Barbara & Stanley on the steps of 132 Brewster Avenue
We lived in Braintree for only a couple of months, while my parents looked for a place to live in Springfield, Massachusetts. The house was small, but elegant; each room carefully decorated with pretty vignettes.

My favorite room was the cozy den in the back of the house next to the flagstone patio area. One of these years I am going to build a patio like it in our backyard. The den was filled with all of my favorite things; books, pictures, papers and antiques. Often while visiting my grandmother when I was a teenager, we would take our dinner on t.v. trays in this room and watch Mary Tyler Moore on the small black and white television. 

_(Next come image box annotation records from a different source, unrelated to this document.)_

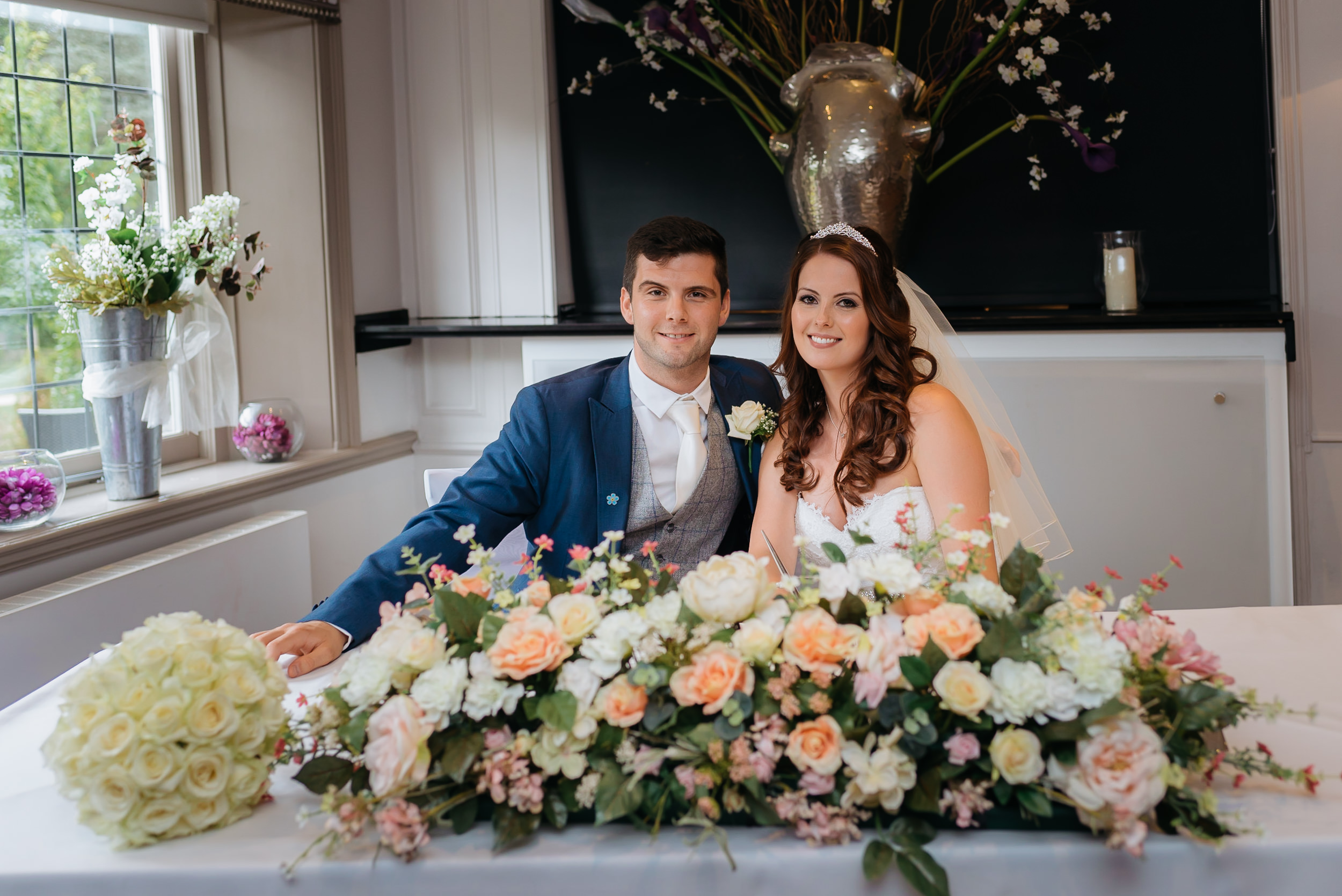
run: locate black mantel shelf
[354,302,1295,361]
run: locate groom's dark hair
[624,215,727,299]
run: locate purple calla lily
[640,3,691,47]
[1057,121,1118,174]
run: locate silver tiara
[811,221,877,255]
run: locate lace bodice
[797,485,945,576]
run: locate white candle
[1105,247,1137,311]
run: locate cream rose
[596,675,648,729]
[786,715,844,775]
[181,747,232,798]
[934,662,993,718]
[671,641,754,715]
[219,662,266,703]
[988,729,1044,785]
[89,712,138,759]
[732,618,783,665]
[724,401,765,440]
[517,578,550,606]
[905,603,984,660]
[364,694,434,797]
[679,551,773,625]
[783,606,863,675]
[545,592,601,644]
[187,691,238,740]
[486,608,573,681]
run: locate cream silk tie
[670,397,709,511]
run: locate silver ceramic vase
[78,309,168,500]
[769,43,931,251]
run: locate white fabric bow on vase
[83,283,239,432]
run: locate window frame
[5,11,204,483]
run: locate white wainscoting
[0,509,311,707]
[522,331,1293,609]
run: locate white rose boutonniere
[724,401,778,472]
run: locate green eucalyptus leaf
[862,840,895,880]
[820,542,848,563]
[294,756,354,794]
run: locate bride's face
[792,252,871,371]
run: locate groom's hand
[252,621,345,679]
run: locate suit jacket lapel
[709,363,764,512]
[588,358,633,539]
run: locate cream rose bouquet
[287,508,1318,895]
[43,613,289,848]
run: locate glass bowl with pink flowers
[234,398,303,464]
[0,448,66,533]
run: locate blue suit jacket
[303,355,783,645]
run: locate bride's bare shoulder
[909,382,968,419]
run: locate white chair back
[424,467,530,576]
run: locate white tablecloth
[0,606,1342,896]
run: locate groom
[255,217,783,676]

cozy den is the room to the left
Back when we lived in Braintree though, things were much more formal than t.v. trays. My kids probably don't even know from t.v. trays. They seem to think any flat surface in the house is a dinner table. Why would they even need a t.v. tray? I am sure you can sense the sarcasm. Anyway, according to my mother, each evening while living in Braintree, we were expected to dress for dinner, which was not a casual affair. I can just imagine my kids' faces if I asked them to go upstairs and change before dinner.

Mary, Grandma and Me

Even though we don't dress for dinner today at our house, there are little vignettes, as well as books, pictures, papers and antiques in almost every room. Many of the treasures from Brewster Ave have found new places here, as well as with my sister and with my parents, little reminders of a home we loved.

Thank you for reading!

Scrappy Gen

1 comment:

  1. Thanks for participating in this week's prompt. I am really enjoying reading about all these family homes and the memories attached to them.